I asked myself this in the car this morning while driving Ruby to daycare, listening to Frosty the Snowman on repeat, and answering an endless stream of questions about what people we know were likely doing at that exact moment. I guess it looks something like that.
Maybe the householder path begins precisely there: in the middle of ordinary life, not outside of it.
Not in a cave, but in traffic. Not in silence, but while someone asks you “why?” seventeen times before 8:30am. Not after you’ve transcended your worldly existence, but while you are fully entangled in it.
I think one of the strange gifts — and frustrations — of modern Buddhism is that those of us who are not monastics have inherited an incredibly profound spiritual tradition without receiving a fully articulated roadmap for how to live it while raising children, managing debt, grieving losses, answering Slack messages, or trying to maintain intimacy with a partner after an exhausting week.
The core teachings are timeless. But the applications of those teachings? We are improvising.
And perhaps that’s not a flaw in the tradition. Perhaps it’s our work.

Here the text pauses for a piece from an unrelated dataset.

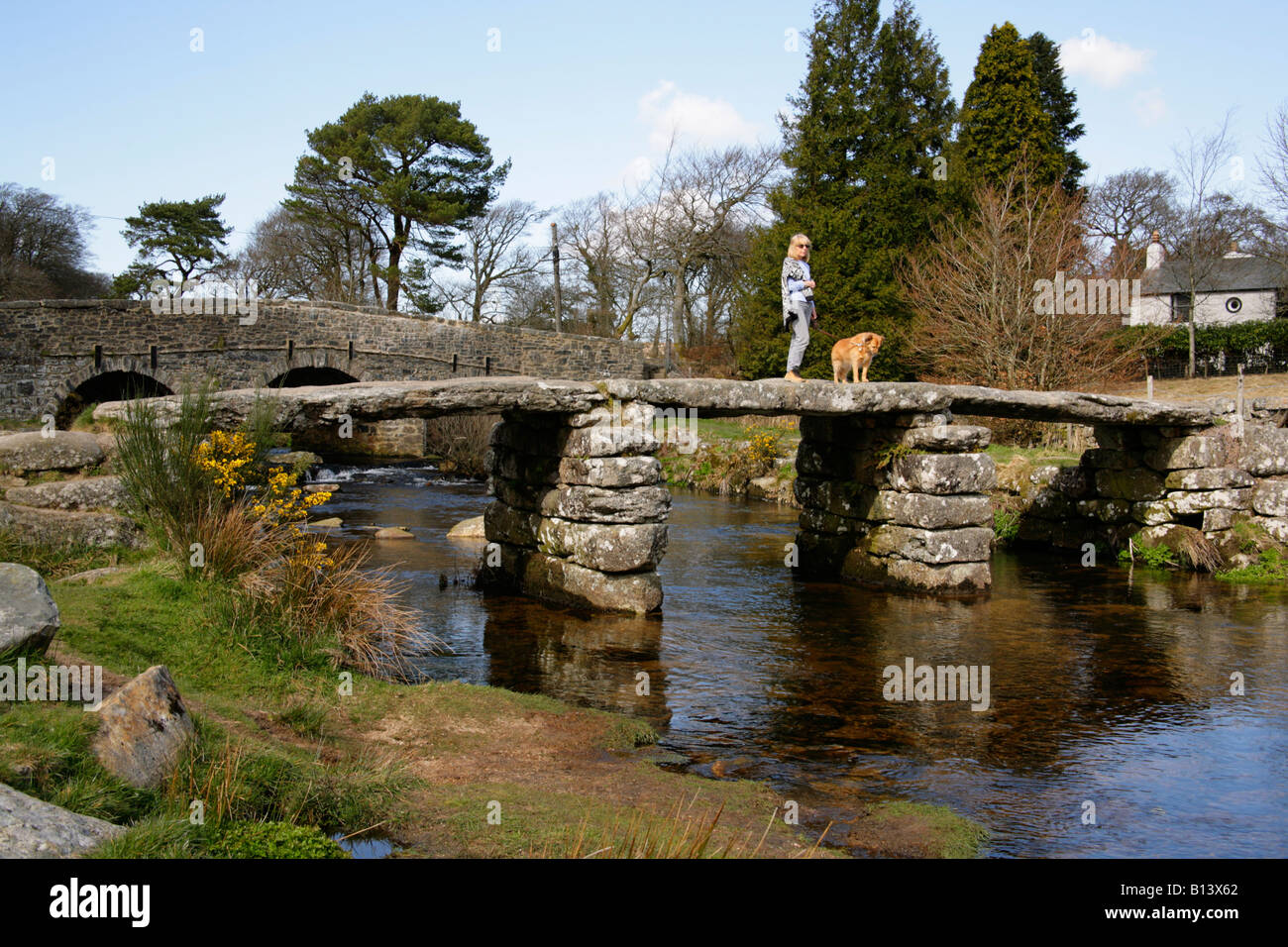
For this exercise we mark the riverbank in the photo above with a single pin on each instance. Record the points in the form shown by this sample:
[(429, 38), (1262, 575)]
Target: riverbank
[(439, 770)]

The Buddha taught principles: impermanence, compassion, non-grasping, interdependence. He taught practices for working with the mind and softening the fixation on a solid self. But for those of us living household lives, we have to become translators. We have to take teachings designed largely within monastic containers and ask: what does this look like when caring for aging family members? What does non-attachment look like during a divorce? What does compassion look like when your nervous system is fried and someone still needs you to cook dinner?
No one can fully answer that for us.
There is no sacred sutra titled How to Rest the Mind While Worried About the Dog’s Health. There is no ancient commentary on how to practice right speech while co-parenting through resentment. There are teachings on suffering, yes. Teachings on love, certainly. But the lived choreography of modern life asks us to embody them in conditions the great masters of the past never encountered.
Which means that us householders — maybe especially us householders — are forced into a kind of creative spirituality. We have to stop imagining the spiritual path happens somewhere else. We have to relinquish the fantasy that enlightenment only blooms in pristine conditions.
Our everyday life is the monastery.
The meeting where you choose not to undercut a coworker. The moment you pause before reacting defensively to your spouse. The exhausted decision to still show up kindly for your child. The text you send checking on a grieving friend even though you also feel depleted. The willingness to remain open-hearted in a world constantly incentivizing cynicism and self-protection.
This is absolutely, one-hundred percent bodhisattva activity too.
Not glamorous. Often invisible, actually. But maybe this is what compassion looks like in our era: less about renouncing the world and more about refusing to abandon each other within it.
I still revere the great bodhisattvas and realized beings of the past. But increasingly, I also revere the single mother trying to meditate for seven minutes before work. The exhausted teacher who still treats their students with dignity. The person navigating heartbreak without turning cruel. The father finding enthusiasm for Frosty the Snowman for the hundredth consecutive morning while quietly trying to become a more loving human being.
Maybe the householder path is not lesser than the monastic one. Maybe it is simply unwritten.
And so, together, we are writing it now.




Thank you Lodro. This edition of The Laundry brought to mind one of my favorite verses of the Dhammapada from Chapter 12 Yourself: "Never neglect your work for another's, however great his need. Your work is to discover your work and then with all your heart to give yourself to it."
(Shambhala Pocket Classics: Dhammapada The Sayings of the Buddha)
How fortunate we are that you have found your work and share it so freely.
Christine
Perhaps your next book title has been born : “How to Rest the Mind While Worried About the Dog’s Health”!Thank you for bringing ancient wisdom into the modern world so that we may continue to be awake and of service for the greater good.